Interviewed by an online news, Jade joined other Fil-Ams in the march to express their worries of immigrant workers, including the undocumented Filipino immigrants.

Jade said in the interview that undocumented Fil-Ams his group have been helping are very worried with Trump's statements during and after the campaign that illegal migrants will be sent back to their home countries.

Aside from his strong statement on immigrants, Trump also branded Filipinos as “terrorists” and “animals” with the presence of “Muslim terrorists” during the campaign.

Such statement angered Fil-Ams, who number 3.5 million all across United States of America, with nearly half of 1.5 million people in California.

A placard in the Chicago rally from the Fil-Am youth group Anak Bayan takes a shot at Trump. “We are not terrorists or animals. We are nurses and caregivers.”

Many of the Fil-Ams work in the health care sector, one of the sectors that will be affected with Trump's decision to remove Obamacare or the Affordable Care Act that will remove health services for around 18 million Americans.

Anak Bayan is also concerned over Trump's pick for education secretary as someone who favors cutting down state budget for schools.

The protests were dubbed as “Women's March.” Some media even called it a “pro-Hillary rally.” But the rallies were not about Hillary, or about sexism, which is one of the biggest issue against Trump who teased to “grab (women) by the pussy.”

“It is about wage, economic discrimination of women and people of color, jobs and rights,” says Omar Bantayan, a labor activist from Davao now working with unions in California.

The rally is about everything Trump is crushing, the American beliefs in freedom and opportunity. In his inaugural, Trump promised to bring back jobs and industries to America and building a wall from drugs, terror and immigrants. That means isolation and protectionism of the elite American corporations. At worse Trump rears racism, discrimination, and even a global war to the rest of the world.

Bantayan said Trump is the “worst iteration of the ruling class representative, which was able to divide the working class through racial, gender and sectoral divides and maximized it to the hilt.”
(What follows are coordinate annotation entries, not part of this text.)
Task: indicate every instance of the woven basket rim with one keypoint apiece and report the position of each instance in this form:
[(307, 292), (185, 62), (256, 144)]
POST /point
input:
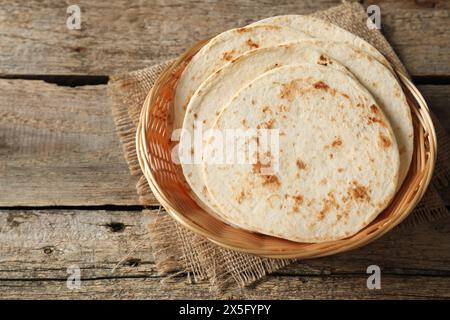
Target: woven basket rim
[(417, 185)]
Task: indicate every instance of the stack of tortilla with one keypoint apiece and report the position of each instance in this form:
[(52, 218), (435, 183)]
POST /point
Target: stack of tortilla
[(340, 129)]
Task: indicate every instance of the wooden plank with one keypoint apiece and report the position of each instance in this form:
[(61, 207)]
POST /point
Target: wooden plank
[(58, 146), (37, 247), (304, 287), (124, 35)]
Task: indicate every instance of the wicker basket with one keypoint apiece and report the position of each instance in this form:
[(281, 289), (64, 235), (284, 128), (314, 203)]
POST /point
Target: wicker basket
[(166, 180)]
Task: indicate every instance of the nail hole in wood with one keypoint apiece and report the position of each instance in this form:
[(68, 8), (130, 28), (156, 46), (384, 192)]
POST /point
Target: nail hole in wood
[(116, 226), (133, 262)]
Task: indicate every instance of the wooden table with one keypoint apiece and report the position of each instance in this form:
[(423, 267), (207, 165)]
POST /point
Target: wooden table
[(66, 195)]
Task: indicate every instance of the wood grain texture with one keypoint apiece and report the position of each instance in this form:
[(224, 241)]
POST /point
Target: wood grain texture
[(58, 146), (124, 35), (37, 247)]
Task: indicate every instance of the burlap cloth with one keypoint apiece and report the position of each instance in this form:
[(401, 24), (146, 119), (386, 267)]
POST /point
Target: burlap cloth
[(177, 249)]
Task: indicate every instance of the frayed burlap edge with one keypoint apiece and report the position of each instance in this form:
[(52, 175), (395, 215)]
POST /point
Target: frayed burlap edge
[(177, 249)]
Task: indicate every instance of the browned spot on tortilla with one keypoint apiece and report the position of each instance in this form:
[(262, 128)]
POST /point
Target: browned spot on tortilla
[(374, 109), (336, 142), (373, 120), (228, 55), (288, 90), (271, 179), (266, 125), (384, 141), (252, 44), (324, 60), (240, 197), (321, 85), (301, 165), (298, 199), (358, 192)]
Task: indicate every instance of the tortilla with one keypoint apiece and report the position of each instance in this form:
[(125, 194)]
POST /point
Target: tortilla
[(218, 90), (219, 51), (338, 161), (321, 29)]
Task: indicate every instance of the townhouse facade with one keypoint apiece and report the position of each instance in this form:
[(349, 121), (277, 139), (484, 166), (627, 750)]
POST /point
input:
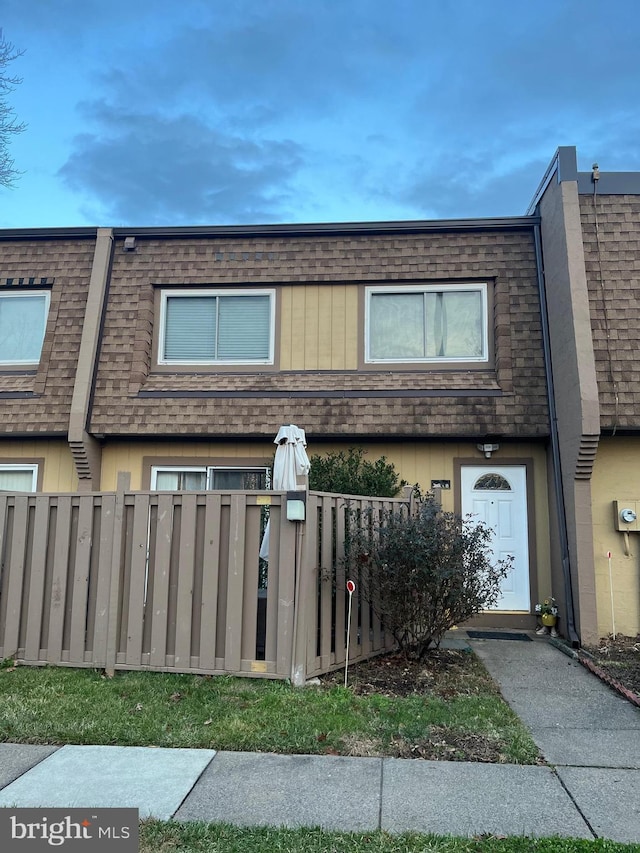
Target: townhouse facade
[(174, 355)]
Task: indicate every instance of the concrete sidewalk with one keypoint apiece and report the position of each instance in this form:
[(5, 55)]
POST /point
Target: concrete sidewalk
[(589, 734)]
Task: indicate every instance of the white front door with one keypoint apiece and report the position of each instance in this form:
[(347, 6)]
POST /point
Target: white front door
[(498, 497)]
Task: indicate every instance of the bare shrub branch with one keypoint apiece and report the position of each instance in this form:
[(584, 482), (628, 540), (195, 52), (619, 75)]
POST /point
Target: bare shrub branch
[(425, 573)]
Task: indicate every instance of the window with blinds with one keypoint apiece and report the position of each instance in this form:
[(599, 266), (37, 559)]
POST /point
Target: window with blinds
[(216, 327), (176, 479), (23, 319), (18, 478), (420, 323)]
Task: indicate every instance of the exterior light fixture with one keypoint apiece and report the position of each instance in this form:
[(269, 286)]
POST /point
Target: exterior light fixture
[(488, 449)]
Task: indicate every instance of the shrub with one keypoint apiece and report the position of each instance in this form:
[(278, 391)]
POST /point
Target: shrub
[(351, 474), (422, 574)]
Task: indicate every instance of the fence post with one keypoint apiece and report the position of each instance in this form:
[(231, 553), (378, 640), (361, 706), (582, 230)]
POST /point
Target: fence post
[(115, 593), (303, 592)]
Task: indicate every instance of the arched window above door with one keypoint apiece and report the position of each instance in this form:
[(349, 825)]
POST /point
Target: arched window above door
[(492, 482)]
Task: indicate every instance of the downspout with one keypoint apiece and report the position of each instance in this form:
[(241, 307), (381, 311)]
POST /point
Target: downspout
[(555, 446)]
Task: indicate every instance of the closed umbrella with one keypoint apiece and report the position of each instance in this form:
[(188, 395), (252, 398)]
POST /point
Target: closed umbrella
[(290, 463)]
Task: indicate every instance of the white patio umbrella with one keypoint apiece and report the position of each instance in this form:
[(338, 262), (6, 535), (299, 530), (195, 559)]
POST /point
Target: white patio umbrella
[(291, 462)]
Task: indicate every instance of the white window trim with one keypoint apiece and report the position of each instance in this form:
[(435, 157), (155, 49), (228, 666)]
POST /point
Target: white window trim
[(6, 294), (201, 469), (166, 293), (32, 467), (477, 287)]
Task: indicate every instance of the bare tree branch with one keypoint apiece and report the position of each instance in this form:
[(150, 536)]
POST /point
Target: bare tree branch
[(9, 124)]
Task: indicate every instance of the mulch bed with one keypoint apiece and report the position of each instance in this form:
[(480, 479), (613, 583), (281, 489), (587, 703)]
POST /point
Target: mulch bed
[(619, 660)]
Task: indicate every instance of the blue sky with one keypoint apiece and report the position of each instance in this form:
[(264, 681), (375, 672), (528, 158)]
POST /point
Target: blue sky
[(207, 112)]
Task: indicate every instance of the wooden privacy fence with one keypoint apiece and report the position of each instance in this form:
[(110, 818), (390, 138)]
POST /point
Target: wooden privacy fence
[(173, 582)]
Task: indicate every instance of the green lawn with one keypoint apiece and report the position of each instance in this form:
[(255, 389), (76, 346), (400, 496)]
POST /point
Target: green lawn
[(172, 837), (461, 713)]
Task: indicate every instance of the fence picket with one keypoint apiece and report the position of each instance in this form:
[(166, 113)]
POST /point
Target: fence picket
[(58, 602), (210, 585), (37, 578), (235, 582), (184, 600), (16, 576)]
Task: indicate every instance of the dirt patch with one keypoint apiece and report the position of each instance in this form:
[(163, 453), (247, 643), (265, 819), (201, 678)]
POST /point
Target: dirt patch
[(445, 673), (445, 745), (619, 658)]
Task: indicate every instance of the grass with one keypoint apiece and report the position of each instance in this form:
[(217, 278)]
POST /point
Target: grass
[(173, 837), (80, 706)]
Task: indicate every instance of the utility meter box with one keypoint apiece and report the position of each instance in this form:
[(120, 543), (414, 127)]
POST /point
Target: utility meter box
[(626, 515)]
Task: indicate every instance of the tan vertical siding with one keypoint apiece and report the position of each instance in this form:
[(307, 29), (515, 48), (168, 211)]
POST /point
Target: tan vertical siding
[(319, 325), (616, 477)]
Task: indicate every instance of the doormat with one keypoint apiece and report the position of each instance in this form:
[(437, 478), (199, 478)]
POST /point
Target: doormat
[(498, 635)]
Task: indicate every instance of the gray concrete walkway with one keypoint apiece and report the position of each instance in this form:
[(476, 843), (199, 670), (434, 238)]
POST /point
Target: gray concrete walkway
[(590, 736)]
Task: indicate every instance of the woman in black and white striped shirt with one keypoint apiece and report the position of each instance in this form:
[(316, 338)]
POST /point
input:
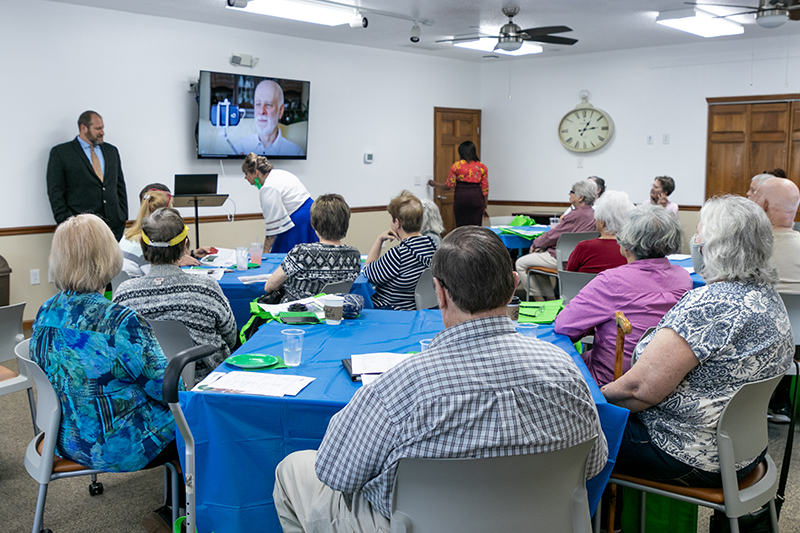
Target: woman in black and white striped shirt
[(395, 274)]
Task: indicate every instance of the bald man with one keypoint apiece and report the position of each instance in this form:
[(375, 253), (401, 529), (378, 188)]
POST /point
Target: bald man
[(268, 109), (779, 198)]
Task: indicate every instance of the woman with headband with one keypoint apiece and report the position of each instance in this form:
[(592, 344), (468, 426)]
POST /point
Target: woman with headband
[(134, 264), (168, 293)]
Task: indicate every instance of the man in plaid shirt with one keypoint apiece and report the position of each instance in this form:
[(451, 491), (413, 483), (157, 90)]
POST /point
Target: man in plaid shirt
[(480, 390)]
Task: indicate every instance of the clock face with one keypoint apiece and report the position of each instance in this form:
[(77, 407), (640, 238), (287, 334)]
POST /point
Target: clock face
[(585, 129)]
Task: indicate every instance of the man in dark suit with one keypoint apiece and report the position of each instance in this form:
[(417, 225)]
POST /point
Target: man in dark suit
[(85, 176)]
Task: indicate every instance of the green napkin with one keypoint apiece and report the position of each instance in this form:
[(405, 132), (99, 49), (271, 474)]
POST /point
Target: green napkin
[(540, 312), (524, 235)]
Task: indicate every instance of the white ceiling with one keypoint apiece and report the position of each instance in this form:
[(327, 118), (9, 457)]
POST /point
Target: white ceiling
[(599, 25)]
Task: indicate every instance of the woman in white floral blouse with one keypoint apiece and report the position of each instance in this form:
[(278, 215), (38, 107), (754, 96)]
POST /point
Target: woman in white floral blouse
[(717, 338)]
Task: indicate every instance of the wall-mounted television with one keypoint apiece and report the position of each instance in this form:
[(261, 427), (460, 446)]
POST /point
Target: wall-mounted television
[(241, 114)]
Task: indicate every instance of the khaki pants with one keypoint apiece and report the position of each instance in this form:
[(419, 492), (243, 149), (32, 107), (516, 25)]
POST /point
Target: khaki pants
[(305, 504), (541, 285)]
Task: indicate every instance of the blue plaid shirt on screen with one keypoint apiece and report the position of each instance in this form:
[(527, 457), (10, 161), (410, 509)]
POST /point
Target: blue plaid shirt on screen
[(480, 390)]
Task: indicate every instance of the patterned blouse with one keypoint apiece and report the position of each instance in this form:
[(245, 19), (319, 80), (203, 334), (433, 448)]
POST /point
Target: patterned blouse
[(475, 172), (309, 267), (740, 333), (107, 369)]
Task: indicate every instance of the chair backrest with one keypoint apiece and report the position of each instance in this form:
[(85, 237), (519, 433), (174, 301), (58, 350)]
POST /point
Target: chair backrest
[(174, 338), (792, 303), (535, 492), (119, 278), (10, 329), (424, 293), (742, 434), (339, 286), (567, 243), (48, 417), (572, 282)]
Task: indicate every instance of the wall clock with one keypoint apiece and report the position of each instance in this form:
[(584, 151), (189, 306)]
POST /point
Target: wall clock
[(585, 128)]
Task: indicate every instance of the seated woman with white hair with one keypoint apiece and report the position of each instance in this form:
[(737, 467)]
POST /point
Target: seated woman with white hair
[(719, 337), (595, 255), (543, 249), (644, 289)]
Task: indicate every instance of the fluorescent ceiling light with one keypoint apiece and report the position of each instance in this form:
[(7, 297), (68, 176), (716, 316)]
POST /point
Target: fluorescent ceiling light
[(302, 11), (699, 22), (487, 44)]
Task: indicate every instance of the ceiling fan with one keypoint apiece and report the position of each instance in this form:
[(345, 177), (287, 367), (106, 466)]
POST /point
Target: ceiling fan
[(769, 13), (511, 36)]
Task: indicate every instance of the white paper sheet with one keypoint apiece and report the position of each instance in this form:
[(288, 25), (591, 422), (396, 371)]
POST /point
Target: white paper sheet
[(376, 363), (256, 383)]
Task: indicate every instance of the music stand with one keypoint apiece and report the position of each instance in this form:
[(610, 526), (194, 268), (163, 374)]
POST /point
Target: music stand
[(204, 196)]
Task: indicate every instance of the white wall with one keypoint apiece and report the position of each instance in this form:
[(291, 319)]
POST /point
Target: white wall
[(649, 91), (58, 60)]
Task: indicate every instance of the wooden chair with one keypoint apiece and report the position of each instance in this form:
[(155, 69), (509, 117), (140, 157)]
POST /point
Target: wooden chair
[(564, 248)]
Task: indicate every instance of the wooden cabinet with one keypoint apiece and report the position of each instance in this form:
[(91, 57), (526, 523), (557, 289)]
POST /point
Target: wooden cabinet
[(749, 136)]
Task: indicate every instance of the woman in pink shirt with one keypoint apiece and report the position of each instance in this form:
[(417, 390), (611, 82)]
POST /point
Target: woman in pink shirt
[(644, 289)]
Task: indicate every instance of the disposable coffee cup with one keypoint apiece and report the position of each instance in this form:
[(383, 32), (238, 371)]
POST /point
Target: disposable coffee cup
[(292, 346), (255, 252), (241, 258), (513, 309), (333, 310)]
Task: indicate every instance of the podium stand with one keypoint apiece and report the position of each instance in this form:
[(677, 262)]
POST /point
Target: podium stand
[(197, 200)]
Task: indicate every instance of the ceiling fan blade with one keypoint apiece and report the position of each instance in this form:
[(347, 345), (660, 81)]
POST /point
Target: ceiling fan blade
[(544, 30), (551, 39)]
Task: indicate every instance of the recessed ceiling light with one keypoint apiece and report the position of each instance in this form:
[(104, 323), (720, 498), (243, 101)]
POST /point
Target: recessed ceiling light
[(301, 11), (699, 22)]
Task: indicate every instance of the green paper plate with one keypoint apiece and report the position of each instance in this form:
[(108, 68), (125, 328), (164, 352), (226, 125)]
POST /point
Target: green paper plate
[(252, 360)]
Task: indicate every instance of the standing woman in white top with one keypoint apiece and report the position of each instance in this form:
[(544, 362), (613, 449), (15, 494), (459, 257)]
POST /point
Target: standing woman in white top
[(285, 203)]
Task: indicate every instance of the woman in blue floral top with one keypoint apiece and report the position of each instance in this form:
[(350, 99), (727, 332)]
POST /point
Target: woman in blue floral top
[(716, 339), (102, 358)]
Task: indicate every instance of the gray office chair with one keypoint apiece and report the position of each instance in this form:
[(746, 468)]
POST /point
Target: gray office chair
[(41, 460), (564, 248), (572, 282), (741, 435), (174, 338), (535, 492), (338, 287), (11, 335), (424, 293)]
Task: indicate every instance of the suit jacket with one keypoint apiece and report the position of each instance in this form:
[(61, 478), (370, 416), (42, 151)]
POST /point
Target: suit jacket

But it is not all fear that the people in America are feeling. The rallies against Trump, Bantayan said, were “electric.” Looking at news feeds online, the protests in Los Angeles, Chicago, New York, Washington DC and in other places like Raleigh, North Carolina, is indeed charged with a positive air of resistance, diversity and affirmation of women, mothers, migrants, workers, youth, PWDs (persons with disabilities) and LGBT.

Activist Eve Ensler said in her piece that Trump is the unifier. Indeed, Trump has awakened the people in the US to come together fight for their rights and for freedoms. Let us watch and join them as the energy unfurls.